La terrible période qui commence en Algérie avec la guerre civile et le terrorisme correspond pour Mohand à une profonde réflexion, le conduisant à refuser d’entrer dans un cycle de réponses symboliquement violentes pour condamner la violence. Cette réflexion devient acte avec Le Jardin des moines, diptyque aux couleurs claires de bleu, de vert et d’ocre, qu’il peint en lieu et place d’une toile qu’il avait ébauchée au fusain pour représenter le massacre, en 1996, des sept moines de Tibhirine. Un choix qui correspond à un besoin mystique d’évoquer la vie, le bonheur possible, le partage, l’amour d’autrui et d’approfondir, ce faisant, le thème du jardin et sa traduction plastique. Dans une construction faussement prosaïque, Mohand installe l’idée du frugal repas partagé, qui était l’ordinaire des moines. Une nappe, des fruits, nourritures terrestres mais aussi le vin qui évoque le message christique et la communion. Le thème du jardin, qui traverse toute l’histoire de l’art européen, s’inscrit aussi dans d’autres référents : Mohand compose sa scène par la juxtaposition d’éléments qui font penser au décor mural fait de céramiques à décor végétal des maisons algéroises. Le dessin simplifié des objets et des fruits évoque ce dernier moment de partage, interrompu par la violence de l’Histoire. Rien ne laisse voir l’atrocité du massacre, mais l’absence de toute présence humaine laisse présager que le drame a eu lieu. En bas du diptyque, l’œuvre offre un deuxième niveau de lecture : le peintre a construit à une autre échelle un paysage vu de loin, aux arbres stylisés, qui porte à même l’ocre du sol le nom des frères disparus, en signe d’appartenance à la terre algérienne.
Abderrahmane Ould Mohand, Invitation (Moments heureux vécus à partager.
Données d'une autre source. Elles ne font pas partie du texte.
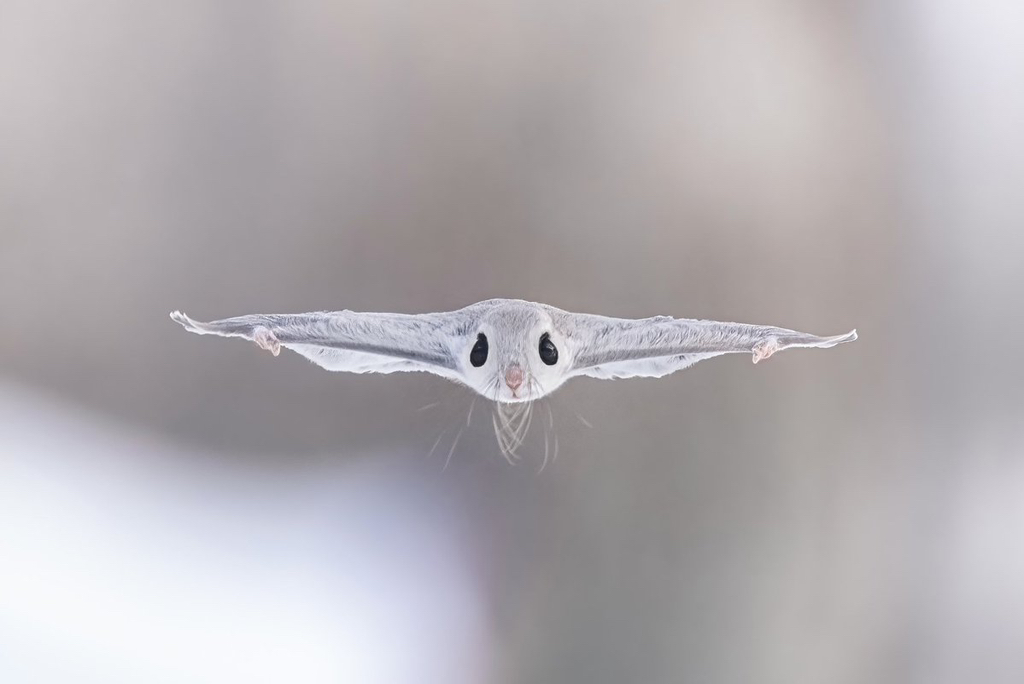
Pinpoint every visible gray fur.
[171,299,857,403]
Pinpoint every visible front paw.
[752,337,779,364]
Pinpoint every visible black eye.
[469,333,487,368]
[541,333,558,366]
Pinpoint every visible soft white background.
[0,0,1024,684]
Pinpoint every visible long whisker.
[441,427,466,472]
[547,401,558,462]
[490,414,515,466]
[427,428,449,461]
[537,400,548,475]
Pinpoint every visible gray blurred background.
[0,0,1024,684]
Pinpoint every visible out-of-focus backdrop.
[0,0,1024,684]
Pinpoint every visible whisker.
[547,401,558,462]
[441,428,466,472]
[427,428,449,461]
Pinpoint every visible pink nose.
[505,366,522,392]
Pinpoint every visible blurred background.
[0,0,1024,684]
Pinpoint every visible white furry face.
[461,303,570,403]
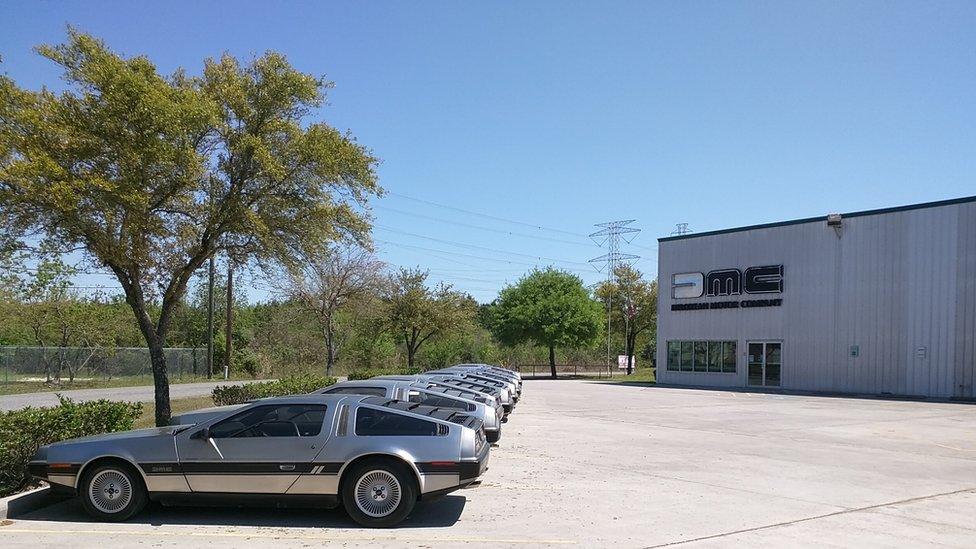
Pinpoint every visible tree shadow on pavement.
[17,495,467,528]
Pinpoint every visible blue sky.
[0,1,976,301]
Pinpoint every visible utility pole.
[207,256,215,379]
[590,219,640,376]
[224,257,234,379]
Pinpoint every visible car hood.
[51,425,186,447]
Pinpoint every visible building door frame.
[746,339,783,387]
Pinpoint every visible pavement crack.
[644,487,976,549]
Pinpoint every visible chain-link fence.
[0,346,207,393]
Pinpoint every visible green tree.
[596,265,657,375]
[488,268,603,379]
[282,246,383,376]
[0,29,380,425]
[384,269,477,368]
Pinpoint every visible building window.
[667,341,736,374]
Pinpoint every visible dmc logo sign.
[671,265,783,299]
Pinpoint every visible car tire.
[342,459,417,528]
[485,427,502,444]
[78,462,149,522]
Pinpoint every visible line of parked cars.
[29,364,522,527]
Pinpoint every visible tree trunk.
[549,345,556,379]
[224,260,234,379]
[627,334,637,375]
[146,337,170,427]
[325,326,335,376]
[207,256,215,379]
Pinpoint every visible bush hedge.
[0,395,142,497]
[213,374,336,406]
[348,368,421,381]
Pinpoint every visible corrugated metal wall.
[658,202,976,397]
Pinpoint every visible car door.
[176,404,333,494]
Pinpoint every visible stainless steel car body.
[373,373,512,413]
[451,362,522,380]
[450,363,522,394]
[29,395,490,506]
[313,378,502,442]
[425,366,521,402]
[424,368,519,406]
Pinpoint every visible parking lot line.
[0,523,577,545]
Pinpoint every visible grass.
[609,368,657,383]
[132,395,213,429]
[0,374,253,395]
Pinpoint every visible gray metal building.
[657,197,976,398]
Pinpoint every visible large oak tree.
[0,29,380,425]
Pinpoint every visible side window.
[210,404,326,438]
[356,407,437,437]
[325,387,386,396]
[410,391,475,412]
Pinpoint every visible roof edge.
[657,196,976,242]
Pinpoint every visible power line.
[376,204,593,248]
[374,225,586,265]
[373,238,592,274]
[388,191,586,238]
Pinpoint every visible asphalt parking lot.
[0,381,976,548]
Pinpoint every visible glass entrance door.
[749,341,783,387]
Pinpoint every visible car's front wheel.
[342,459,417,528]
[79,463,148,522]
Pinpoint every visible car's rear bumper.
[27,461,81,493]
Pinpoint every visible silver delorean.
[421,368,518,411]
[29,395,490,527]
[451,363,522,395]
[315,378,502,442]
[373,373,512,416]
[426,366,522,403]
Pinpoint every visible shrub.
[0,395,142,496]
[213,374,336,406]
[348,368,421,381]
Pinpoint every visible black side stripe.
[139,461,342,475]
[417,461,481,478]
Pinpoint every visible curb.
[0,486,55,519]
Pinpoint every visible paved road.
[0,381,976,549]
[0,381,264,410]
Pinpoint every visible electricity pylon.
[590,219,640,376]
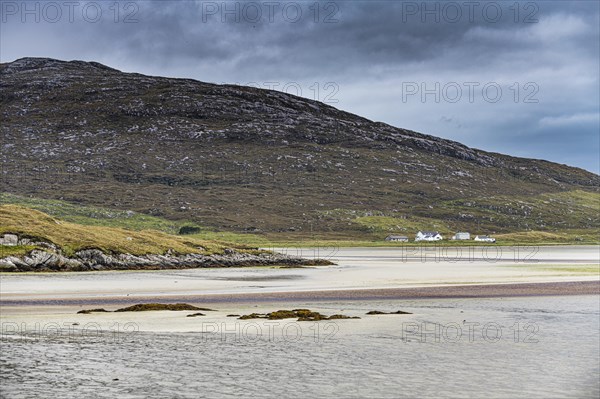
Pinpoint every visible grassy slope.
[0,205,234,256]
[0,193,191,234]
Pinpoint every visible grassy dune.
[0,205,234,256]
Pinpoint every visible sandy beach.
[0,247,600,398]
[0,246,600,317]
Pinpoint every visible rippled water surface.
[0,296,600,399]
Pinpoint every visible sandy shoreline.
[0,280,600,308]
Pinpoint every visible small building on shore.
[452,231,471,240]
[415,231,444,241]
[385,235,408,242]
[474,236,496,242]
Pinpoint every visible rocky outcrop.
[0,238,331,272]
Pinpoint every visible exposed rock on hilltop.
[0,58,600,235]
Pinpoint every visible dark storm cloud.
[0,1,600,172]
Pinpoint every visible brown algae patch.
[239,309,360,321]
[77,303,214,316]
[367,310,412,315]
[77,308,110,314]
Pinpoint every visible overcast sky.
[0,0,600,173]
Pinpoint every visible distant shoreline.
[0,280,600,307]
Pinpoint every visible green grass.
[0,245,37,258]
[0,205,252,256]
[0,193,189,234]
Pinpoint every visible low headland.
[0,205,331,272]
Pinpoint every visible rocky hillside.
[0,58,600,237]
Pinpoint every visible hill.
[0,58,600,240]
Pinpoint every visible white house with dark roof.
[415,231,444,241]
[385,235,408,242]
[452,231,471,240]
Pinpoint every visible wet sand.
[0,281,600,311]
[0,246,600,313]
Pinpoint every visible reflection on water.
[0,296,600,398]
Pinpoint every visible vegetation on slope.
[0,205,232,256]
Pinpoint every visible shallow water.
[0,296,600,398]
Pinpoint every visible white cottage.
[415,231,444,241]
[385,235,408,242]
[452,231,471,240]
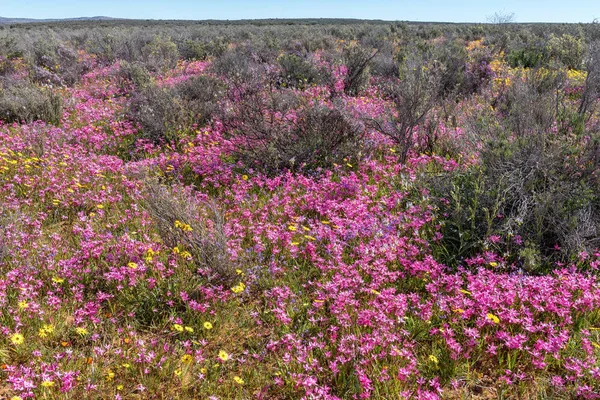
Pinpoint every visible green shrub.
[548,34,585,69]
[119,61,152,90]
[225,94,364,175]
[174,75,227,125]
[430,130,600,274]
[277,54,323,90]
[128,85,187,144]
[142,35,179,72]
[342,46,377,96]
[506,46,548,68]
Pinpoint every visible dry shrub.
[142,182,236,284]
[0,81,63,125]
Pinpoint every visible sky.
[0,0,600,22]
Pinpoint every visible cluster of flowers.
[0,44,600,400]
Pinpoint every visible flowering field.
[0,22,600,400]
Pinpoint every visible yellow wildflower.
[219,350,229,361]
[75,327,89,336]
[10,333,25,346]
[181,354,194,364]
[106,369,115,382]
[231,282,246,293]
[486,313,500,324]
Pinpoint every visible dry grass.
[143,182,236,284]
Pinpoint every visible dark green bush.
[428,126,600,274]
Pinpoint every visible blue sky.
[0,0,600,22]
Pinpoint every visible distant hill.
[0,16,119,25]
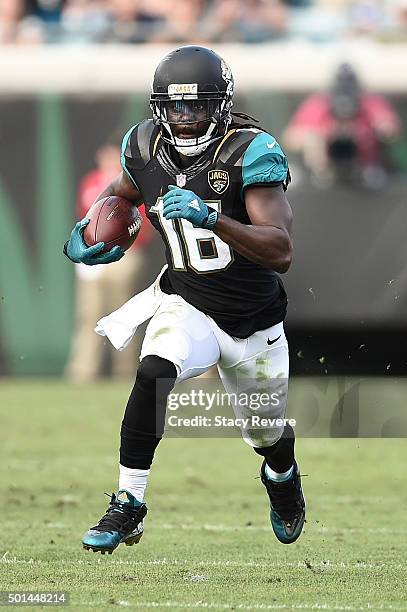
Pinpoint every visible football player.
[65,46,305,553]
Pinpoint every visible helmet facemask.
[150,92,232,157]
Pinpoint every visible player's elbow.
[270,253,292,274]
[269,236,293,274]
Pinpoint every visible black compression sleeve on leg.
[254,423,295,474]
[120,355,177,470]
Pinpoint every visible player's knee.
[253,423,295,457]
[137,355,177,386]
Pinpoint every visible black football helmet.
[150,45,234,156]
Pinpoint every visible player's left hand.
[163,185,217,229]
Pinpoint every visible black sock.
[120,355,177,470]
[254,423,295,474]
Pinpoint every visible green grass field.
[0,379,407,610]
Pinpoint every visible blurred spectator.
[151,0,206,43]
[61,0,111,43]
[0,0,25,43]
[65,138,153,382]
[0,0,407,44]
[201,0,288,43]
[108,0,169,43]
[283,64,401,188]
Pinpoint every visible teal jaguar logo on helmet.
[208,170,229,194]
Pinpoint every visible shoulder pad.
[121,119,160,172]
[213,128,262,166]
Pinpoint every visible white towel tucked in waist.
[95,266,168,351]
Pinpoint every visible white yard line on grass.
[0,551,406,570]
[95,601,406,611]
[157,523,407,535]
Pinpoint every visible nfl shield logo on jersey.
[175,174,187,189]
[208,170,229,194]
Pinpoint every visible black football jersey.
[121,119,288,338]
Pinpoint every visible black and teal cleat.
[82,490,147,555]
[260,461,305,544]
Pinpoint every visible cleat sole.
[123,533,143,546]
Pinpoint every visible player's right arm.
[63,171,141,266]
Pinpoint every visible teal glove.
[64,219,124,266]
[163,185,218,229]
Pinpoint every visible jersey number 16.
[150,198,233,274]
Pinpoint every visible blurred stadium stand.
[0,0,407,375]
[0,0,407,45]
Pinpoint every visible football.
[83,196,142,253]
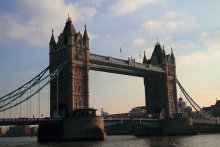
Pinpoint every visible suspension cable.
[0,61,67,112]
[176,79,214,119]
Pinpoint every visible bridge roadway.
[90,53,165,77]
[0,118,62,126]
[104,118,161,128]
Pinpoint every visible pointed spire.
[63,13,76,35]
[155,39,160,46]
[49,29,56,45]
[143,51,147,63]
[171,46,175,58]
[163,45,166,56]
[83,24,89,40]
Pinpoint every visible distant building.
[199,100,220,117]
[177,97,192,117]
[101,108,108,117]
[108,113,129,118]
[6,125,30,137]
[129,106,146,117]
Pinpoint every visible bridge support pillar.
[38,109,106,142]
[63,116,106,141]
[161,117,198,135]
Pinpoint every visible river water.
[0,134,220,147]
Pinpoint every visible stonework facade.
[49,17,90,118]
[143,42,178,118]
[49,17,178,118]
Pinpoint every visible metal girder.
[90,54,165,77]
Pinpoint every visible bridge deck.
[0,118,62,126]
[90,53,165,77]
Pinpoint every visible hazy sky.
[0,0,220,117]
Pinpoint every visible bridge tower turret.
[50,16,90,118]
[44,16,106,141]
[144,41,177,118]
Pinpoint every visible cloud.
[110,0,159,15]
[132,38,147,46]
[177,31,220,66]
[142,11,195,34]
[0,0,97,45]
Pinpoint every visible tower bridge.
[0,17,218,142]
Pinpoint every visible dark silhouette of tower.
[49,17,90,118]
[143,41,178,118]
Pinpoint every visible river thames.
[0,134,220,147]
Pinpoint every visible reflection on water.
[0,134,220,147]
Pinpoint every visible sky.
[0,0,220,117]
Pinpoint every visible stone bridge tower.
[143,42,178,118]
[49,17,90,118]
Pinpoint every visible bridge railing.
[90,53,164,72]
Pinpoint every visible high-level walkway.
[90,53,165,77]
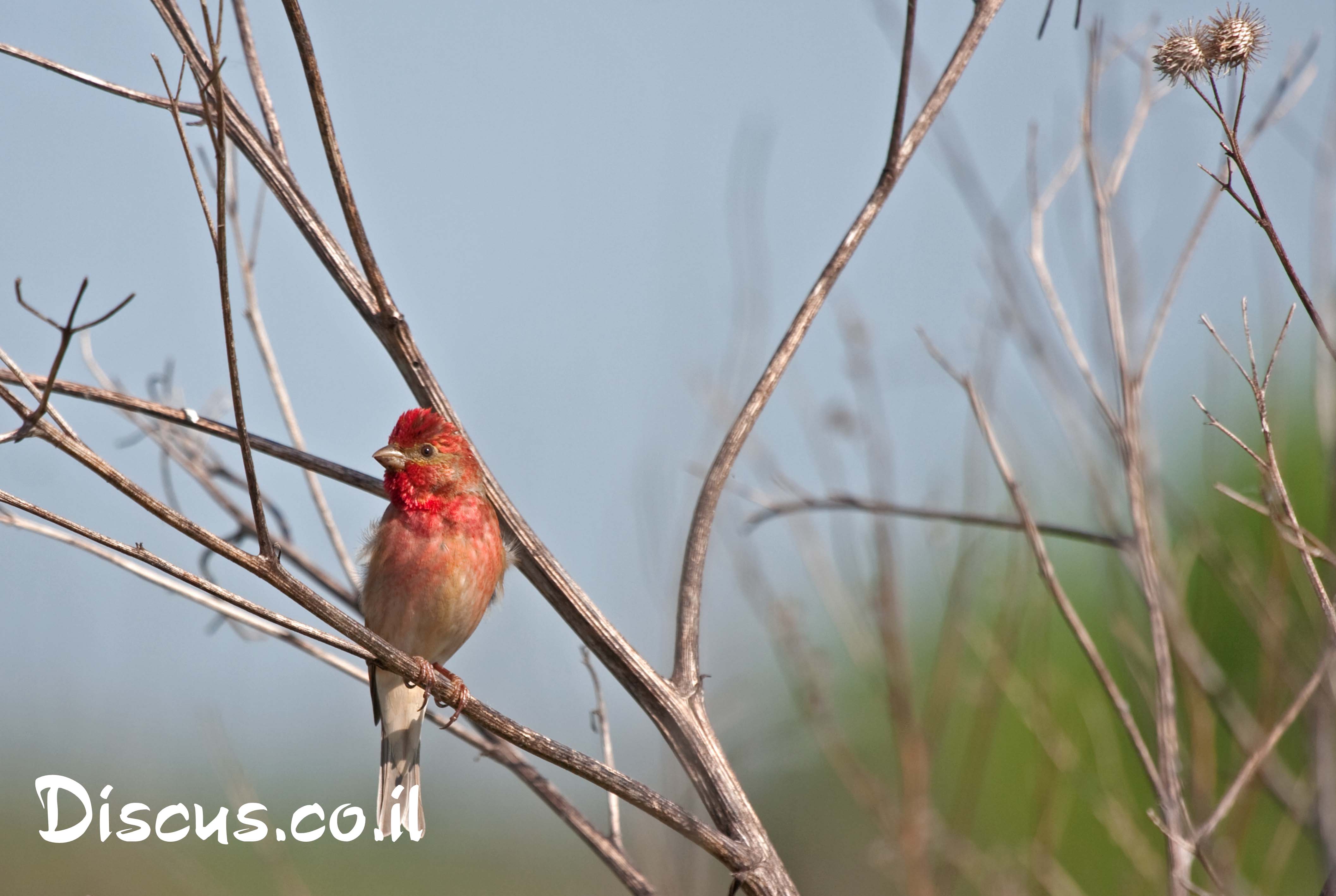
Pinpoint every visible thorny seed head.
[1154,19,1211,84]
[1204,5,1268,71]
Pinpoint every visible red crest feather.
[390,407,458,449]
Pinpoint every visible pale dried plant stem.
[0,371,386,498]
[0,491,363,661]
[227,154,358,590]
[580,646,627,851]
[1081,28,1193,896]
[842,312,937,896]
[0,502,655,896]
[1193,307,1336,634]
[233,0,287,165]
[927,343,1165,800]
[1193,648,1336,847]
[3,0,1002,893]
[1186,65,1336,359]
[747,494,1127,548]
[672,0,1002,693]
[0,389,752,869]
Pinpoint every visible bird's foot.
[404,657,445,712]
[432,662,473,730]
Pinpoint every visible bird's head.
[371,407,482,510]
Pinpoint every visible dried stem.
[1194,299,1336,633]
[283,0,394,314]
[0,276,135,442]
[0,389,754,872]
[580,646,627,852]
[672,0,1003,693]
[0,510,655,896]
[747,494,1127,549]
[227,145,358,590]
[920,332,1165,800]
[1193,649,1336,847]
[1186,65,1336,359]
[233,0,287,163]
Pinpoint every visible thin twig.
[233,0,287,164]
[0,513,655,896]
[919,331,1165,800]
[283,0,393,312]
[0,276,135,442]
[747,494,1127,549]
[1193,648,1336,847]
[0,368,385,498]
[0,44,204,118]
[580,645,627,852]
[0,389,755,873]
[678,0,1003,693]
[227,143,358,590]
[0,491,375,660]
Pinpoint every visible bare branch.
[919,331,1165,800]
[227,142,358,589]
[0,44,204,118]
[1193,649,1336,845]
[0,389,756,875]
[0,491,375,660]
[0,276,135,442]
[283,0,394,314]
[747,494,1127,549]
[580,646,627,852]
[0,371,385,498]
[233,0,287,166]
[0,513,655,896]
[678,0,1002,693]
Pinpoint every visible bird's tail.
[375,669,426,840]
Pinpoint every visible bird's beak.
[371,445,408,471]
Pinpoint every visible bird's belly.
[363,533,500,662]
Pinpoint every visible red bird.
[362,407,509,840]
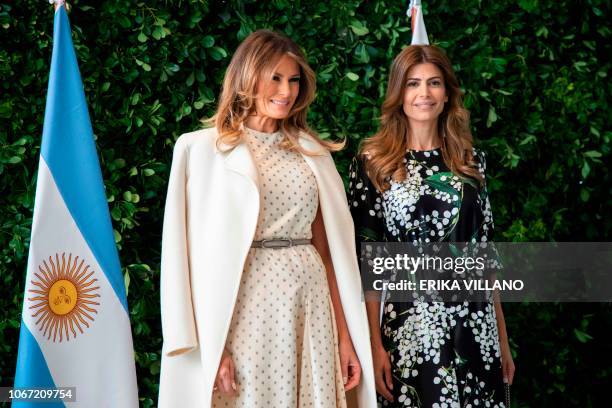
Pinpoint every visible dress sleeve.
[348,157,385,296]
[348,157,385,244]
[475,151,502,272]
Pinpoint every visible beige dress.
[213,129,346,408]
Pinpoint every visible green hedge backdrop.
[0,0,612,407]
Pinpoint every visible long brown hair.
[204,30,344,154]
[360,45,482,191]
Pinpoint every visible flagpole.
[49,0,69,11]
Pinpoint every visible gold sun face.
[28,253,100,343]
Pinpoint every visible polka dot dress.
[213,129,346,408]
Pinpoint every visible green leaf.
[346,72,359,81]
[581,161,591,179]
[574,329,593,343]
[208,46,227,61]
[350,20,370,36]
[487,105,498,127]
[584,150,601,158]
[202,35,215,48]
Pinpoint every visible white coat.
[159,128,376,408]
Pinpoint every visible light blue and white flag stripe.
[13,7,138,408]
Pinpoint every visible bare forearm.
[366,300,383,347]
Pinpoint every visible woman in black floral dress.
[349,45,514,408]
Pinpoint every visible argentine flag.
[13,7,138,408]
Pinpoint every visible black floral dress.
[349,148,505,408]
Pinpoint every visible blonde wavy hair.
[360,45,483,191]
[203,30,344,155]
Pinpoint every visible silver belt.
[251,238,312,249]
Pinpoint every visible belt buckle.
[261,238,293,249]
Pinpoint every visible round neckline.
[244,126,281,137]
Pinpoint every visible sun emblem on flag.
[28,252,100,343]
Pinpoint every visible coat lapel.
[221,142,259,189]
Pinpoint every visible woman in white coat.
[159,30,376,408]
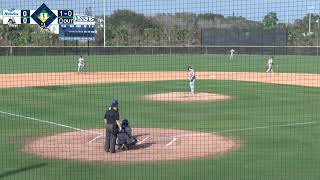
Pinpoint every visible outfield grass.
[0,54,320,73]
[0,80,320,180]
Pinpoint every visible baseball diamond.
[0,0,320,180]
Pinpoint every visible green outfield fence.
[0,0,320,180]
[0,46,320,56]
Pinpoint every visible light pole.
[316,19,320,56]
[103,0,106,47]
[308,6,314,35]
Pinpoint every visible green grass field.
[0,55,320,180]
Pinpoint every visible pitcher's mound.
[144,92,231,102]
[25,128,238,162]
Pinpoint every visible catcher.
[78,56,85,72]
[117,119,138,150]
[266,56,273,73]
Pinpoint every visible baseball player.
[117,119,138,150]
[266,56,273,73]
[188,66,196,95]
[230,49,236,60]
[78,56,84,72]
[104,99,121,153]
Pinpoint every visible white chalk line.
[166,137,178,146]
[171,121,320,138]
[137,136,150,145]
[91,121,320,146]
[0,111,101,135]
[88,134,104,144]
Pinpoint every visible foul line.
[166,137,177,146]
[216,121,319,133]
[88,134,103,144]
[137,136,150,145]
[171,121,320,138]
[0,111,101,135]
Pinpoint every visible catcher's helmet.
[122,119,129,126]
[111,99,119,107]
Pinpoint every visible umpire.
[104,99,121,153]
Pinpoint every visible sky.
[0,0,320,23]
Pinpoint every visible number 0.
[68,11,73,16]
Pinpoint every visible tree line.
[0,8,320,46]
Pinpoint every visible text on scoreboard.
[3,4,74,27]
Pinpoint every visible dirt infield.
[25,128,238,162]
[144,92,231,102]
[0,72,320,88]
[0,72,320,162]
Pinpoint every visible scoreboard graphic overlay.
[3,3,96,41]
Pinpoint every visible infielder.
[78,56,84,72]
[104,99,121,153]
[230,49,236,60]
[266,56,273,73]
[188,66,196,95]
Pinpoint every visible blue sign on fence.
[59,24,96,41]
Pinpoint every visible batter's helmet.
[111,99,119,107]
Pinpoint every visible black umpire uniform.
[104,99,120,153]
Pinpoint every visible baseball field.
[0,54,320,180]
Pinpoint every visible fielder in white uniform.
[230,49,236,60]
[266,56,273,73]
[78,56,84,72]
[188,66,196,95]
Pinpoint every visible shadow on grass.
[0,163,47,179]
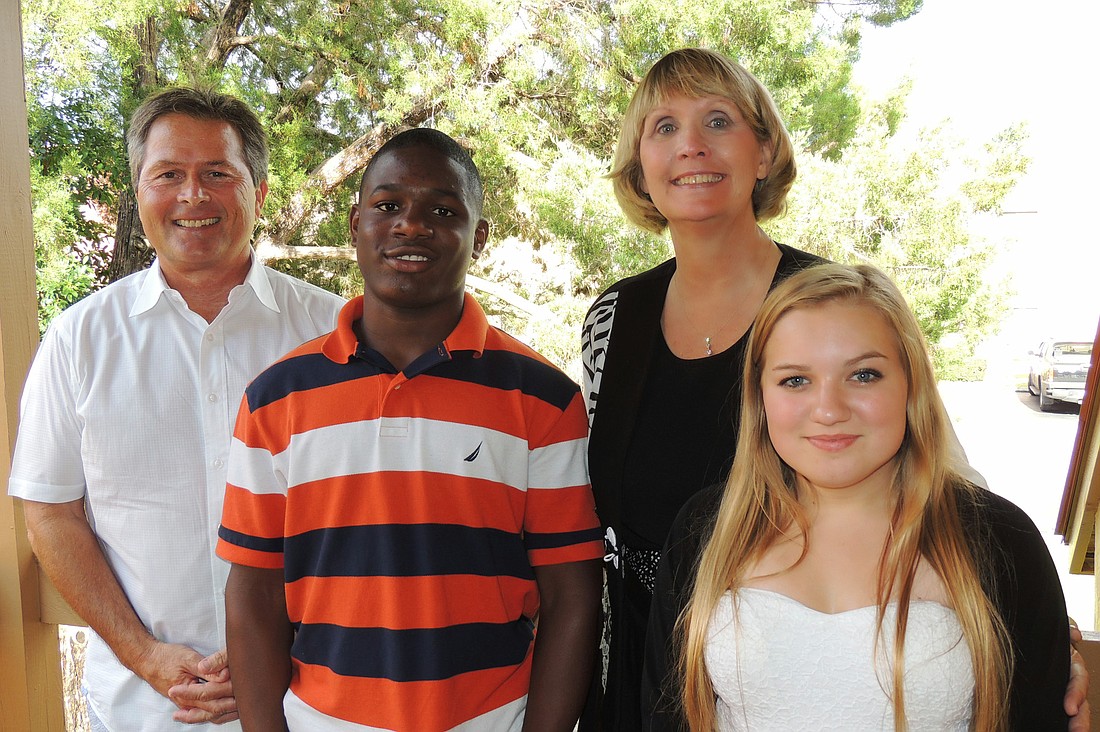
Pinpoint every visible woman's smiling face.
[638,95,771,225]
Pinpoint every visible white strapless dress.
[705,588,974,732]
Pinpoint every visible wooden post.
[0,0,65,732]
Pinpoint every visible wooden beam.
[1055,323,1100,575]
[0,0,65,732]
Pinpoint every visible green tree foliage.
[23,0,1020,376]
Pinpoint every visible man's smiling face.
[135,113,267,283]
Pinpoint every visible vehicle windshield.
[1054,343,1092,361]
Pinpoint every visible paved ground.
[939,378,1097,630]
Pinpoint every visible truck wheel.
[1038,379,1054,412]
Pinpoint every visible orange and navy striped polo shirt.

Mémoire affolée de Tahar Djaout), 2016. Huile et acrylique sur toile, 200 x 150 cm. Donation Claude et France Lemand. Musée, Institut du monde arabe, Paris.
L’Invitation, toile de 2016, aurait pu être un jardin du souvenir, tant elle est animée de formes qui représentent des fruits, des plantes, des oiseaux, et tant elle a d’affinités avec l’œuvre précédente, bien que 20 ans les séparent. Mais le peintre évoque l’image inspiratrice du tapis. Ici, la référence formelle la plus évidente est Le tapis du souvenir de Paul Klee (1914), œuvre abstraite importante qui lui servira de matrice pour ses œuvres ultérieures inspirées de l’Orient, en modifiant radicalement son système de représentation. L’Invitation dont le sous-titre nous convie aussi à contempler ce qui fait les moments de joie de l’existence même si, là encore, le titre nous permet de savoir que Mohand n’a pas oublié Tahar Djaout, l’écrivain assassiné en 1993 à Alger parce qu’il continuait à écrire et à clamer sa liberté de penser, malgré les menaces terroristes. Il lui dédie cette œuvre et nous invite, par le signe qui représente une enveloppe, en haut à droite, à nous promener au fil des souvenirs rassemblés, pour pouvoir continuer à exister par-delà le désastre, en cherchant inlassablement le sens de la vie, la beauté des choses et la trace des absents. Ces petites scènes font sens ensemble, comme si la composition plastique nous faisait passer des souvenirs épars à la construction d’une mémoire commune, celle qui n’oublie pas les êtres sacrifiés sur l’autel de la violence.